Unlike UCOL, SIT has a zero-fees scheme, which applies to the base tuition fee attached to each eligible programme of study.
It had been able to offer that thanks to community investment, Simmonds said.
“I had the real privilege in Invercargill of having a community that bought into our polytechnic as an economic development initiative for our region.
“They put $7.25 million in to get the zero-fees scheme going and they put big amounts of funding in to help with attracting international students to Invercargill because we had skill shortages.
“It’s the community using the polytechnic as a solution to some of the other issues that you might have.”

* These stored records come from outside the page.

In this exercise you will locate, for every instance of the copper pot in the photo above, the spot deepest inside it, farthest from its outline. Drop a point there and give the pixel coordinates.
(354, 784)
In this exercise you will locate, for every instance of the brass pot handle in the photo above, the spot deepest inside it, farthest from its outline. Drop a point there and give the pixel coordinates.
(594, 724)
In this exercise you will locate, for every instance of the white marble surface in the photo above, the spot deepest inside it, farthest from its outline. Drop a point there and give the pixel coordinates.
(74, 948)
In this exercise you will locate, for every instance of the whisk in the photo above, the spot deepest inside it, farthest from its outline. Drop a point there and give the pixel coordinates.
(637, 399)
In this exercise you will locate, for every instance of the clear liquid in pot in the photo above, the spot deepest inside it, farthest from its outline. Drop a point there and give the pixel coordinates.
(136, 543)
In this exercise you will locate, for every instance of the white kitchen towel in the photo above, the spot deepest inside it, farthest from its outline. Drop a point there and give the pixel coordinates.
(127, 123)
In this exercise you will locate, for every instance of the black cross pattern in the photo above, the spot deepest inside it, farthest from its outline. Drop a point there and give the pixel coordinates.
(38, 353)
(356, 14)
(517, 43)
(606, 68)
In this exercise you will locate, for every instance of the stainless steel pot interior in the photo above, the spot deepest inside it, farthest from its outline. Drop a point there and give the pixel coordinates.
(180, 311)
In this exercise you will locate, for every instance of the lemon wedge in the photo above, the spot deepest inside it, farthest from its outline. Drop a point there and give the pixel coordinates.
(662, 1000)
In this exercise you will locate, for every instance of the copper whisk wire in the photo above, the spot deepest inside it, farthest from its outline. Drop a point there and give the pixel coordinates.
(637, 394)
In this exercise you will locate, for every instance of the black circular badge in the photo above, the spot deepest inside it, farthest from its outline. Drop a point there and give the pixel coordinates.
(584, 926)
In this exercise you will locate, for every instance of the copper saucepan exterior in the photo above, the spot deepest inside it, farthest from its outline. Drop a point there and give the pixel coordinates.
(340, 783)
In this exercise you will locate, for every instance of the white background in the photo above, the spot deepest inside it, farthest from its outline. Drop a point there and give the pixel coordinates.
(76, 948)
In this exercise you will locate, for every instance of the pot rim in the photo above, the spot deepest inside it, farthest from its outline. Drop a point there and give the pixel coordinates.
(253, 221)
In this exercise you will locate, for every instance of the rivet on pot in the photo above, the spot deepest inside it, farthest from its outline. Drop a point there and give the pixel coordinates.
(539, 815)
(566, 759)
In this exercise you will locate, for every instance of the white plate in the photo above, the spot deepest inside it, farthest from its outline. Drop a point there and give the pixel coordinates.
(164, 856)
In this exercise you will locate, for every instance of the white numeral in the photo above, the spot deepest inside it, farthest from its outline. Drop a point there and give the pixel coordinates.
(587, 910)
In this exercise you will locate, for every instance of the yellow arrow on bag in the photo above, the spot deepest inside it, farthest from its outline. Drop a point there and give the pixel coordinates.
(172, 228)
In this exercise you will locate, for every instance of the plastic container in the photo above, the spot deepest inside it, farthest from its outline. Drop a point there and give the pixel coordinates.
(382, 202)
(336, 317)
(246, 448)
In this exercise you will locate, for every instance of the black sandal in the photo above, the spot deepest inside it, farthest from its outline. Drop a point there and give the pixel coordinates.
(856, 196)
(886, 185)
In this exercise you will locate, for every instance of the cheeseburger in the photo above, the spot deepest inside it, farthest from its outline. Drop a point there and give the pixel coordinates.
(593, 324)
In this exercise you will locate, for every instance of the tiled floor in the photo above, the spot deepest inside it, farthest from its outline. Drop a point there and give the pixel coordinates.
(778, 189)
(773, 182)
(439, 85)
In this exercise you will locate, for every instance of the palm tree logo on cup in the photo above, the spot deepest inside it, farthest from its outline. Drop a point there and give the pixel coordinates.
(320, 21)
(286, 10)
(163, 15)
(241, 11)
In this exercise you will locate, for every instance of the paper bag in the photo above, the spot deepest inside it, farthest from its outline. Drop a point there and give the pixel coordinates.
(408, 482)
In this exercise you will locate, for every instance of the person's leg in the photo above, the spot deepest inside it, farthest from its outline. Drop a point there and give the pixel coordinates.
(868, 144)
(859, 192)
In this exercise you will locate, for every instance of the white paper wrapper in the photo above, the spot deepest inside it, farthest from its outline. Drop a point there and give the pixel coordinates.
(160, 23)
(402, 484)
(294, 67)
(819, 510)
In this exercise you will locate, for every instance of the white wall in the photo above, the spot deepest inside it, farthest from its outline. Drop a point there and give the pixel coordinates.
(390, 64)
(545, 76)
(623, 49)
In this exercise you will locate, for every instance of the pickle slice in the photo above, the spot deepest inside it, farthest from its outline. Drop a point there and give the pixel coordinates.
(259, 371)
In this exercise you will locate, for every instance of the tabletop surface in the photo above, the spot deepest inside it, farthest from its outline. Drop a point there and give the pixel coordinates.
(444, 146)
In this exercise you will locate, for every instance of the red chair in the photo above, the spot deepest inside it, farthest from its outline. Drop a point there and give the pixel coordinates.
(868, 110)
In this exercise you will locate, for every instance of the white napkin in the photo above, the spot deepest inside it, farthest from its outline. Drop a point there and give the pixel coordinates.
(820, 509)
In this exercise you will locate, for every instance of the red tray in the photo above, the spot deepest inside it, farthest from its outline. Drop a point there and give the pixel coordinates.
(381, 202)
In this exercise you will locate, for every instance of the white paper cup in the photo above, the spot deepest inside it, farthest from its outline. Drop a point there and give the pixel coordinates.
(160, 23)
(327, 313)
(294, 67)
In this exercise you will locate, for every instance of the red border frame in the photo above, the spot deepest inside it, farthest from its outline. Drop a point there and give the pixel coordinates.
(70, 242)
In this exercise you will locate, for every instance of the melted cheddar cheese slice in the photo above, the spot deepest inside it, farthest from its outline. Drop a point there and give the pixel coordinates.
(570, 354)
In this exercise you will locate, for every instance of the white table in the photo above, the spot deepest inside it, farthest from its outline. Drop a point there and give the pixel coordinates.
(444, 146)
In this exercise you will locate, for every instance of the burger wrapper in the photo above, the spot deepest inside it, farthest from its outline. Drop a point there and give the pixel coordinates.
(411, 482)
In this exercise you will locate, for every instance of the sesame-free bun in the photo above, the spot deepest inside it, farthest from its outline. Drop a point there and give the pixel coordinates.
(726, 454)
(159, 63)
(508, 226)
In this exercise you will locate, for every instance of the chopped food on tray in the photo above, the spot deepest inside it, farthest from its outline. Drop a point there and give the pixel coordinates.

It was reported last month UCOL Te Pukenga Whanganui would not run hairdressing, cookery Level 4, security and the NZ Certificate of Music courses this year.
There were 259 equivalent fulltime students in Whanganui compared with 335 at the same time last year.
Te Pūkenga had cost $200m since the merger began three years ago and that hadn’t gone on marketing, students or staff, Simmonds said.
The country’s 16 polytechnic institutions are now under the Te Pūkenga banner.
“When you’re preoccupied with a restructuring of that scale, the focus goes away from growth in areas like Whanganui.
“Centralisation means that in the periphery — around the regions — they just get forgotten.”
Simmonds said National would not continue with the merger if it got into government.
Autonomy would return to the regions, but that meant Whanganui needed to take responsibility and be accountable for making sure its polytechnic grew.
“I don’t see us going back to 16 polytechs as before. We’ll probably go back to about 10,” Simmonds said.
“Whanganui needs to think about where they see themselves. Going it alone is probably not sustainable, but I’m not going to dictate that to a town who might want to take ownership.”
An option she was looking at was putting smaller institutions under the umbrella of the Open Polytechnic.
That allowed smaller class sizes on campus, with some theory components delivered via distance learning.
“The reality is there’s not going to be lots more money,” Simmonds said.
“There is some money to repurpose but there’s not going to be big lots because the cupboard is going to be bare when we get in, we know that.”
Simmonds is also the party’s spokeswoman for early childhood education.
New Zealand was dealing with a desperate shortage of ECE teachers, yet centres needed an over-80 per cent qualification rate among its teachers to be eligible for Quality Funding from the Government, she said.
“As we do in schools, should we be looking at having an assistant teacher or teacher aide-type qualification?
“You’ve got things like Level 4 carer certificates, nanny qualifications, enrolled nurse qualifications, and at the moment they can’t be recognised. Yet, there’s a role for those people within an ECE sector.”
Administrative and regulatory compliance in the sector also needed to be looked at.
One example was nutritional food audits.
“That is a reasonable cost being borne by those ECE centres, so some are not providing food rather than having to go through that audit process,” Simmonds said.
“Kids are being sent along with lunch that is far less nutritional than what was being provided by the centre. You’re getting unworkable regulations that are having unintended consequences.
“We have to look at where silly things like that are happening.”